The impact of sc-CMGAN on bulk deconvolution was also examined in other datasets, namely GSE81547, Kidney HCL, and PBMCs datasets (Fig. 4, Table 4). The results showed improvements in Pearson correlation values for most conditions, except for the analysis of PBMCs data using the MuSiC method. In the analysis of Kidney HCL and PBMCs datasets using the BisqueRNA method, sc-CMGAN significantly improved the RMSE (Kidney HCL: p = 0.039, PBMCs: p = 0.005). Furthermore, MuSiC analysis of the Kidney HCL dataset initially encountered the “Not enough valid cell type” error, however, data augmentation using sc-CMGAN allowed for error-free deconvolution in this dataset. All the detailed results, including the best epoch and cell numbers from this experiment, can be found in the supplementary data.

Table 4 RMSE and Pearson correlation values from the datasets of GSE81547, PBMCs and Kidney HCL.

Full size table

Deconvolution in real bulk RNA sequence dataset

Using Baron's dataset as a reference, we performed bulk deconvolution in real bulk RNA sequence data (Fig. 5). As also shown in the study by Wang et al., deconvolution methods overestimated the proportion of α cells⁹. However, all deconvolution methods with augmentation underestimated the proportion of α cells, compared to the deconvolution without augmentation.

Discussion

Bulk deconvolution is a valuable approach for estimating cell type proportions from bulk RNA-seq data, providing a cost-effective alternative to scRNA-seq. In the study, we attempted to improve the performance of bulk deconvolution using data generative methods. While efforts have been made to generate scRNAseq. In silico, the impact of data augmentation on deconvolution remains uncertain¹⁴. Additionally, we developed a new stepwise generative method (sc-CMGAN), and its performance was compared the performance of sc-CMGAN with that of benchmarking generative methods.

The results demonstrated that data augmentation using sc-CMGAN consistently improved the performance of all tested bulk deconvolution methods in the Baron’s dataset. While other benchmarking generative methods also led to improvements, sc-CMGAN exhibited two key advantages. Firstly, sc-CMGAN displayed the highest robustness across different deconvolution methods. Notably, significant improvements were observed with SCDC only when using sc-CMGAN. In MuSiC, the performance with TVAE was slightly better than sc-CMGAN, but in BisqueRNA, TVAE showed less improvement compared to the other three methods. Secondly, sc-CMGAN exhibited high stability and improvement regardless of the training epoch, unlike CTGAN, which showed significant performance variations with different epochs. This stability can be attributed to the stepwise strategy employed by sc-CMGAN.

These deconvolution improvements were found to be logically appropriate by two analyses at the cell type level (Fig. 3, Table 3). In the analysis of performance of each cell type, most cell types showed improved performance without bias, which is consistent with comprehensive data augmentation for cell types. In the analysis of the relationship improvement and visualization using UMAP, the highest improvement was seen in beta cells, of which distribution of the generated data was similar to the distribution of test data. Only quiescent stellate cells didn’t showed improvement, but this could be improved by adjusting the epochs for each cell. The two analyses showed that the augmentation strategy had the potential to partially mitigate the heterogeneity in gene expression between subjects and improve the bulk deconvolution.

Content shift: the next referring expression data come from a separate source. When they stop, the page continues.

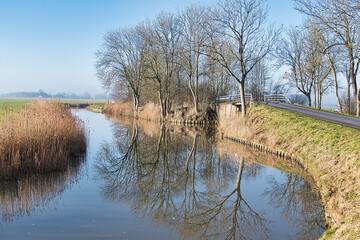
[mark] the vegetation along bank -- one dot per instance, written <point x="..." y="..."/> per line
<point x="39" y="137"/>
<point x="331" y="153"/>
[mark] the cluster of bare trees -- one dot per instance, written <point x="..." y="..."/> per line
<point x="325" y="46"/>
<point x="198" y="53"/>
<point x="189" y="56"/>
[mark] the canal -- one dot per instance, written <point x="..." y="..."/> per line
<point x="140" y="180"/>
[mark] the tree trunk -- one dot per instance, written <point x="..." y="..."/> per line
<point x="358" y="102"/>
<point x="353" y="83"/>
<point x="193" y="94"/>
<point x="136" y="103"/>
<point x="309" y="99"/>
<point x="336" y="85"/>
<point x="348" y="103"/>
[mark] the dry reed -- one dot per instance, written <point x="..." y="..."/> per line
<point x="41" y="138"/>
<point x="116" y="108"/>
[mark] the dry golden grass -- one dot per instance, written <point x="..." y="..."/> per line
<point x="41" y="138"/>
<point x="117" y="109"/>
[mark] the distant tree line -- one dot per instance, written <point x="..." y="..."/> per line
<point x="197" y="53"/>
<point x="63" y="95"/>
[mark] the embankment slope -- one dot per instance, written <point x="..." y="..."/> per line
<point x="331" y="153"/>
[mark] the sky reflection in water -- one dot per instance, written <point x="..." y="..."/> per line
<point x="146" y="181"/>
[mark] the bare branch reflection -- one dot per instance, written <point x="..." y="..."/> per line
<point x="27" y="194"/>
<point x="298" y="204"/>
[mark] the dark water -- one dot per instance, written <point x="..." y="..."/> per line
<point x="144" y="181"/>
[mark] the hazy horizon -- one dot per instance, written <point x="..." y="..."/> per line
<point x="50" y="45"/>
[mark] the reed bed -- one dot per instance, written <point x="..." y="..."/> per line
<point x="40" y="138"/>
<point x="117" y="109"/>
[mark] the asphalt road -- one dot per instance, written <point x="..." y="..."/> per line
<point x="343" y="120"/>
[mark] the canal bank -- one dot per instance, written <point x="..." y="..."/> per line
<point x="328" y="151"/>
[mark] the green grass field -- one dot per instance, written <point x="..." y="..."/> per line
<point x="13" y="105"/>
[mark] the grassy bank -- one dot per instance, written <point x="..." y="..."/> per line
<point x="39" y="138"/>
<point x="331" y="153"/>
<point x="12" y="106"/>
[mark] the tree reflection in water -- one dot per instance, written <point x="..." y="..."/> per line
<point x="35" y="192"/>
<point x="179" y="180"/>
<point x="296" y="197"/>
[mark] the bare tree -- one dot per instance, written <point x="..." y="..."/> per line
<point x="240" y="38"/>
<point x="194" y="37"/>
<point x="342" y="19"/>
<point x="120" y="62"/>
<point x="291" y="52"/>
<point x="317" y="68"/>
<point x="162" y="36"/>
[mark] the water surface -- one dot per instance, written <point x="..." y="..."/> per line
<point x="146" y="181"/>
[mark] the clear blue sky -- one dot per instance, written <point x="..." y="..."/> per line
<point x="50" y="44"/>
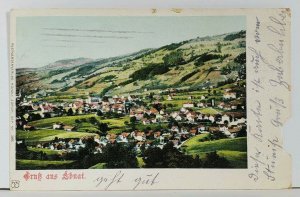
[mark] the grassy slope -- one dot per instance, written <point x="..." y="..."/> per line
<point x="235" y="150"/>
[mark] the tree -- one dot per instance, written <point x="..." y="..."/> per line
<point x="132" y="119"/>
<point x="99" y="113"/>
<point x="119" y="155"/>
<point x="70" y="112"/>
<point x="103" y="127"/>
<point x="174" y="58"/>
<point x="169" y="157"/>
<point x="219" y="47"/>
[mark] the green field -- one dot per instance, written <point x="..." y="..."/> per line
<point x="234" y="150"/>
<point x="113" y="123"/>
<point x="48" y="135"/>
<point x="99" y="166"/>
<point x="23" y="164"/>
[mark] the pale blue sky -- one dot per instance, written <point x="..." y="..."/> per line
<point x="43" y="40"/>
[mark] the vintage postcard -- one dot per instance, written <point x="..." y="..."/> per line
<point x="128" y="99"/>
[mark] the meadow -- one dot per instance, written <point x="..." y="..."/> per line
<point x="234" y="150"/>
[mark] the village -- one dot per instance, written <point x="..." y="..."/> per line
<point x="151" y="122"/>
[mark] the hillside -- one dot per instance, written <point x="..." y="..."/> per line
<point x="196" y="63"/>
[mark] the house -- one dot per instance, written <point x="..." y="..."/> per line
<point x="69" y="128"/>
<point x="140" y="136"/>
<point x="221" y="105"/>
<point x="146" y="121"/>
<point x="201" y="104"/>
<point x="157" y="134"/>
<point x="188" y="105"/>
<point x="225" y="118"/>
<point x="178" y="118"/>
<point x="174" y="129"/>
<point x="193" y="131"/>
<point x="57" y="125"/>
<point x="211" y="118"/>
<point x="201" y="128"/>
<point x="154" y="111"/>
<point x="28" y="128"/>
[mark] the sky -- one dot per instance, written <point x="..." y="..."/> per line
<point x="44" y="40"/>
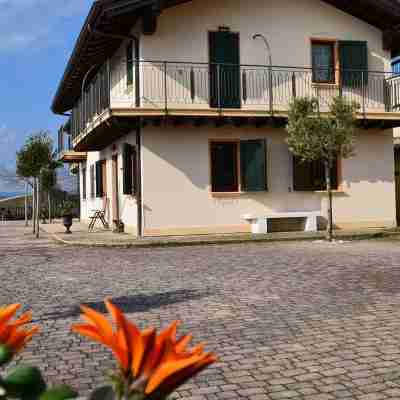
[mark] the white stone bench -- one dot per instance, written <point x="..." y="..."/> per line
<point x="260" y="224"/>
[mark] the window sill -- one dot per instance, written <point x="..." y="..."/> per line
<point x="224" y="195"/>
<point x="338" y="191"/>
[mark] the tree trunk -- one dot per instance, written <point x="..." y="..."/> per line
<point x="34" y="206"/>
<point x="26" y="203"/>
<point x="329" y="230"/>
<point x="49" y="204"/>
<point x="37" y="207"/>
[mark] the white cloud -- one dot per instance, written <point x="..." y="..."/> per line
<point x="35" y="23"/>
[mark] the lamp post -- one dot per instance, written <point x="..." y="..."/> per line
<point x="269" y="59"/>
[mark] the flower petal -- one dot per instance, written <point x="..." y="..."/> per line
<point x="6" y="313"/>
<point x="169" y="368"/>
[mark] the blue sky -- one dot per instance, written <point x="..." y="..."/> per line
<point x="36" y="40"/>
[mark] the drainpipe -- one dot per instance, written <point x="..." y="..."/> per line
<point x="139" y="196"/>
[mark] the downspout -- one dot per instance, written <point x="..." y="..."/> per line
<point x="139" y="196"/>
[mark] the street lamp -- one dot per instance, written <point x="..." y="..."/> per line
<point x="268" y="47"/>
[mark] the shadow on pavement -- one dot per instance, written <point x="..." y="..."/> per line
<point x="129" y="304"/>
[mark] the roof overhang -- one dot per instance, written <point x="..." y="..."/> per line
<point x="117" y="17"/>
<point x="71" y="157"/>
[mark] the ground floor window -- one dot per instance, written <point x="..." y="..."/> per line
<point x="238" y="166"/>
<point x="101" y="178"/>
<point x="129" y="166"/>
<point x="310" y="176"/>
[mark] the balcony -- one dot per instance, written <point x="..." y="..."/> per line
<point x="178" y="89"/>
<point x="65" y="151"/>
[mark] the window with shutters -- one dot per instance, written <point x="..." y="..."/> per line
<point x="129" y="66"/>
<point x="238" y="166"/>
<point x="343" y="62"/>
<point x="323" y="61"/>
<point x="129" y="166"/>
<point x="84" y="183"/>
<point x="310" y="176"/>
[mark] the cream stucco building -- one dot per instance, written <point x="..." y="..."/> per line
<point x="181" y="118"/>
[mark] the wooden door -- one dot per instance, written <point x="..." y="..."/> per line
<point x="224" y="69"/>
<point x="115" y="189"/>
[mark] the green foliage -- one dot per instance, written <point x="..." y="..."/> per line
<point x="63" y="392"/>
<point x="24" y="383"/>
<point x="316" y="137"/>
<point x="36" y="155"/>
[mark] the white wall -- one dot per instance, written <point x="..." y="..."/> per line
<point x="127" y="203"/>
<point x="176" y="171"/>
<point x="288" y="25"/>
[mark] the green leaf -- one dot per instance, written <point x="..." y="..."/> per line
<point x="24" y="383"/>
<point x="103" y="393"/>
<point x="63" y="392"/>
<point x="6" y="354"/>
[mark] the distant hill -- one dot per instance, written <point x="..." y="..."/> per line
<point x="5" y="195"/>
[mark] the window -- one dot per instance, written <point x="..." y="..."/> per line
<point x="353" y="63"/>
<point x="238" y="166"/>
<point x="129" y="162"/>
<point x="101" y="178"/>
<point x="84" y="183"/>
<point x="310" y="176"/>
<point x="92" y="181"/>
<point x="129" y="65"/>
<point x="323" y="61"/>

Furthermore, the study extended its evaluation to other datasets (GSE81547, Kidney HCL, and PBMCs) (Fig. 4, Table 4). Pearson correlation values improved in almost all conditions, with the exception of the analysis of PBMCs data using MuSiC. This improvement was observed in the Baron dataset and GSE81547 with the inter-case variation, as well as in Kidney HCL and PBMCs datasets with the intra-case variation. These findings indicate that sc-CMGAN is effective in addressing both types of variation encountered in bulk deconvolution.

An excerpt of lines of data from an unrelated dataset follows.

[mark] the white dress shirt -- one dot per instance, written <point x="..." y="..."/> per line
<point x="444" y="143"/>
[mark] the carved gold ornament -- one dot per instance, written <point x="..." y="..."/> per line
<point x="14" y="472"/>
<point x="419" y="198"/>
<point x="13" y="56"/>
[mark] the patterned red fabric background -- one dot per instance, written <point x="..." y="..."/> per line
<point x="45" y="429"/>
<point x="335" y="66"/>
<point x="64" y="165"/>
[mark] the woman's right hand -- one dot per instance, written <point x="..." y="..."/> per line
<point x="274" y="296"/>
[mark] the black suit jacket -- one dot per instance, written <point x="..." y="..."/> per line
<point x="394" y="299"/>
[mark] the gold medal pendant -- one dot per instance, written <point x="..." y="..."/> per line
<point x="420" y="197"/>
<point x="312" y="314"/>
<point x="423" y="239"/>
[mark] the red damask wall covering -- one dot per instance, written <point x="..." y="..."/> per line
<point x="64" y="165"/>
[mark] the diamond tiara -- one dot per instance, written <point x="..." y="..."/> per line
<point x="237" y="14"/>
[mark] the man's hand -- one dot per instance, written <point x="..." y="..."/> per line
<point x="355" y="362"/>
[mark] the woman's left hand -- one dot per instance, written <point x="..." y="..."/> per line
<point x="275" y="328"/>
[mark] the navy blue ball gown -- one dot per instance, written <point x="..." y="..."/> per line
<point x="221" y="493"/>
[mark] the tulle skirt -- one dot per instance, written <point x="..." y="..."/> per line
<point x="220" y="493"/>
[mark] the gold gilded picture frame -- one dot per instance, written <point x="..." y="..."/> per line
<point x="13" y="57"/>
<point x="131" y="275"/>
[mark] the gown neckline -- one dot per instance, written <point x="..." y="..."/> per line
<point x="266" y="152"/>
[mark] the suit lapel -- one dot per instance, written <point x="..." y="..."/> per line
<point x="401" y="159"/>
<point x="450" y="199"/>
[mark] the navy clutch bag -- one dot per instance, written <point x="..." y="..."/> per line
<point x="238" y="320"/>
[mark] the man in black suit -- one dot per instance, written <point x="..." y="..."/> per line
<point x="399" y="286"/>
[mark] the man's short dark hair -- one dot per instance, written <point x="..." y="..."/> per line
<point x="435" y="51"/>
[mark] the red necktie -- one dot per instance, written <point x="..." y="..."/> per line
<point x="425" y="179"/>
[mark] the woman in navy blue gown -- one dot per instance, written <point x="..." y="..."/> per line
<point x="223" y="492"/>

We have two limitations of the study. First, the study is lacking real RNA sequence data analysis. The main purpose of the study is to investigate the influence of augmentation strategy on bulk deconvolution, so we designed the study using only pseudo-RNA sequence data. Our method has a potential to investigate the interesting biology if we deconvolute a real bulk RNA-seq data. Second, it is better to include many results that quantify this improvement under different tissues and conditions. Then, we selected tissues to avoid overlap (kidney, pancreas, peripheral blood cells) and the results that cannot be included in the main text is included in the supplementary data. Further extension of the conditions will make the results of improvements more reliable.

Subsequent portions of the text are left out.